- From: Bruce Lilly <blilly@erols.com>
- Date: Fri, 27 May 2005 18:07:51 -0400
- To: uri@w3.org
- Cc: "Robert Buck" <Robert.Buck@mathworks.com>
On Fri May 27 2005 15:39, Robert Buck wrote:
>
> You indicated that "scheme://" was legal syntax.
>
> Using the regular expression cited in the text of the spec on this uri
> produces:
>
> {scheme,undefined,undefined,undefined,undefined}
>
> which when you run through the recomposition algorithm cited results in:
>
> scheme:
>
> which is somewhat different from the input. Then is "scheme:" and
> "scheme://" equivalent?
The short answer is "maybe". The long answer:
Technically, the "//" delimits "authority path-abempty" and differentiates
that "hier-part" from other types of path-* components. In this particular
case as both authority and path-abempty are null, there isn't anything to
delimit. In "scheme:", there is no hier-part, there is path-empty.
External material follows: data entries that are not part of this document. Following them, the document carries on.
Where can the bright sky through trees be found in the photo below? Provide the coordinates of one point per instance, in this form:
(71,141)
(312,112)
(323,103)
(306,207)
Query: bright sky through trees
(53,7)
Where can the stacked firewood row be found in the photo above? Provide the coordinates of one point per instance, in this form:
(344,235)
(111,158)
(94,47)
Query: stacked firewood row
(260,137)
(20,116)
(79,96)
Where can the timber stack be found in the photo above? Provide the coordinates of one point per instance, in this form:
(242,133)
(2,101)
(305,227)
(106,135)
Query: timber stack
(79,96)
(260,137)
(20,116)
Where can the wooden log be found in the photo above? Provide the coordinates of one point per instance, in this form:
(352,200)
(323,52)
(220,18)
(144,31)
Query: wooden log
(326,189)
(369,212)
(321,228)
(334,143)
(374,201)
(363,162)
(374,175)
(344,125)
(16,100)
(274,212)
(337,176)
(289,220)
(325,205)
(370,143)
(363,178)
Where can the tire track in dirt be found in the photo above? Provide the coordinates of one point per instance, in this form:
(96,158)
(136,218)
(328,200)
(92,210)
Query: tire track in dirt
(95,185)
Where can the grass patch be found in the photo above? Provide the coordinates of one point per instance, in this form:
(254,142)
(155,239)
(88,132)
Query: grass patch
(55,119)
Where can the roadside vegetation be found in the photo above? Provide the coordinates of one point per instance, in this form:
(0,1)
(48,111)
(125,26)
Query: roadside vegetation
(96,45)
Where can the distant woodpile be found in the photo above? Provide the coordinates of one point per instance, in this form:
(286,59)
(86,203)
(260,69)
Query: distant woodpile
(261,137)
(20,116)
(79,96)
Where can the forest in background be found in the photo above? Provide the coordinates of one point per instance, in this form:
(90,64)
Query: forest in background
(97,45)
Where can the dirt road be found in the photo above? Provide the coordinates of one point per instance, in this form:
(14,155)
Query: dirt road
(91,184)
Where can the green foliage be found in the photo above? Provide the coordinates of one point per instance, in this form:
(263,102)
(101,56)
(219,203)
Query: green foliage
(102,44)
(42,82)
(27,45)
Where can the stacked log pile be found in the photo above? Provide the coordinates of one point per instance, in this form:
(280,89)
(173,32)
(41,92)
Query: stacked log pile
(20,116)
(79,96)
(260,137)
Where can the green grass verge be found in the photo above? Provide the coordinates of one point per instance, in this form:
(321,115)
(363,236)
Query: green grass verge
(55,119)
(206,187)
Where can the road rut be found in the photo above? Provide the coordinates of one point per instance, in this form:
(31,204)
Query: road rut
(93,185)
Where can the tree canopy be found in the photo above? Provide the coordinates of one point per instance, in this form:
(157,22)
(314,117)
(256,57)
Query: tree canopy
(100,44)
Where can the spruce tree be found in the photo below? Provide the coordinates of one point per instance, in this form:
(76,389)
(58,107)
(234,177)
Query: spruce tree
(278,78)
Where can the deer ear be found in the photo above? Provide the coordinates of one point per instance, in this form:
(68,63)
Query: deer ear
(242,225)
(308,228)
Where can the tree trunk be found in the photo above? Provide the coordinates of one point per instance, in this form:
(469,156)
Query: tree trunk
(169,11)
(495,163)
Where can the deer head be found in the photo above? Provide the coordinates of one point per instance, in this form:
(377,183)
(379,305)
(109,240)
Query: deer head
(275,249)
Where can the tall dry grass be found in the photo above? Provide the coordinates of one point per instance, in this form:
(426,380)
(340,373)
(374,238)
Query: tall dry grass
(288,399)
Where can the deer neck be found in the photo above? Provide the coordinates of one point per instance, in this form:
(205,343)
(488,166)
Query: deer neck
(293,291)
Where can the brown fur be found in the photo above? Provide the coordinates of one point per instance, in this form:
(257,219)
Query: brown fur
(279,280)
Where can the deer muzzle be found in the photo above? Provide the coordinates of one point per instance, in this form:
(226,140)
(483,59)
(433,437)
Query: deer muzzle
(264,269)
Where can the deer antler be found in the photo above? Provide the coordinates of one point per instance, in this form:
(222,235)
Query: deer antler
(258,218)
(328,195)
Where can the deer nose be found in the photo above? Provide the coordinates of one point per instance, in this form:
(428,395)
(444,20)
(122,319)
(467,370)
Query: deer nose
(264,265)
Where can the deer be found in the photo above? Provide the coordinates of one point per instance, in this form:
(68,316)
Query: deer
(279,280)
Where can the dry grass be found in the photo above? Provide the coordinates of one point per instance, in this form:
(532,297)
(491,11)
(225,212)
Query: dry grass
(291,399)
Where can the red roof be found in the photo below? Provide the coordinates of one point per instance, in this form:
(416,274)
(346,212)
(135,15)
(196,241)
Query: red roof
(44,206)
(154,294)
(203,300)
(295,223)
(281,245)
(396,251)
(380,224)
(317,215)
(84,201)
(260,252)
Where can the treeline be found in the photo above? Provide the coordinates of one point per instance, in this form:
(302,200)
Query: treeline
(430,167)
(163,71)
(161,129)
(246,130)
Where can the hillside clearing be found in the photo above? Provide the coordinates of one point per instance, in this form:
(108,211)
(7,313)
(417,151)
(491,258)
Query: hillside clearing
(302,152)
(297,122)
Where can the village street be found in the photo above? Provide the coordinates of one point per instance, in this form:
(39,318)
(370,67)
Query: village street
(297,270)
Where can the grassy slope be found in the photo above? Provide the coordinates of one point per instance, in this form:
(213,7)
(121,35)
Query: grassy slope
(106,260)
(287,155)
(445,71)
The
former has a mandatory "host" in authority, which happens to be empty
(normally it would be a domain name.
Semantically (which is what your question boils down to), there is a
difference between a host with an empty name and an empty path with no
host, inasmuch as the former specifies a host and the latter does not.
John Cowan reported that Mozilla treats the two differently; Konqueror
treats them as the same (it rewrites "about://" to "about:"). So at
best it's a gray area where there exist implementation differences.